Wondering if an MPLS network is right for your credit union? It’s important to look at both the pros and cons. Overall we have found that the pros far outweigh the cons, so let’s begin with the positive impacts of an MPLS network.
- It gives your network endless scalability. If you are a growing business, financial institution, or credit union, and you are adding locations, MPLS is the right decision for you. It allows you to add additional sites with minimum architectural changes. Every time you add a new location, you are deploying one network device and making almost no changes to the rest of your network.
- An MPLS network gives you far better network resiliency and uptime. In traditional point-to-point networks, if anything goes down between Point A and Point B, you lose connectivity between your two sites. With an MPLS network, as long as each location can reach the carrier’s MPLS cloud, it will route around problems, giving you a much stronger uptime.

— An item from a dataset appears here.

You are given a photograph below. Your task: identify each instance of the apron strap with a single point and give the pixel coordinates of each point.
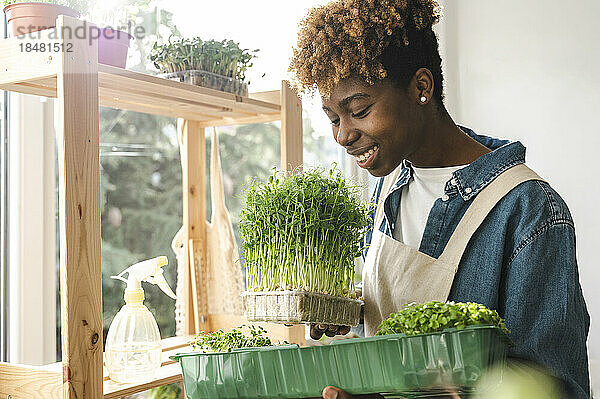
(482, 205)
(388, 183)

- Simplicity. The network is self-healing and requires very little management once it is set up.
- If you use an MPLS network, you have put a carrier playing a major role in your network. That means that, depending on how you define your routing (especially if you use static routes), you are going to have to communicate those with your carrier. As we all know, carriers are very “fun” to work with… The good news here, however, is that once you set all of this up, you rarely have to make changes.
- If you want to practically manage an MPLS network, you will generally need an intermediate network resource to do this, or a partner who will help you with it depending on your current staffing levels.
As we see it, the pros of an MPLS network overwhelm the cons. Regardless of whether or not you agree, you can now make a more informed decision about whether or not an MPLS network is right for your business.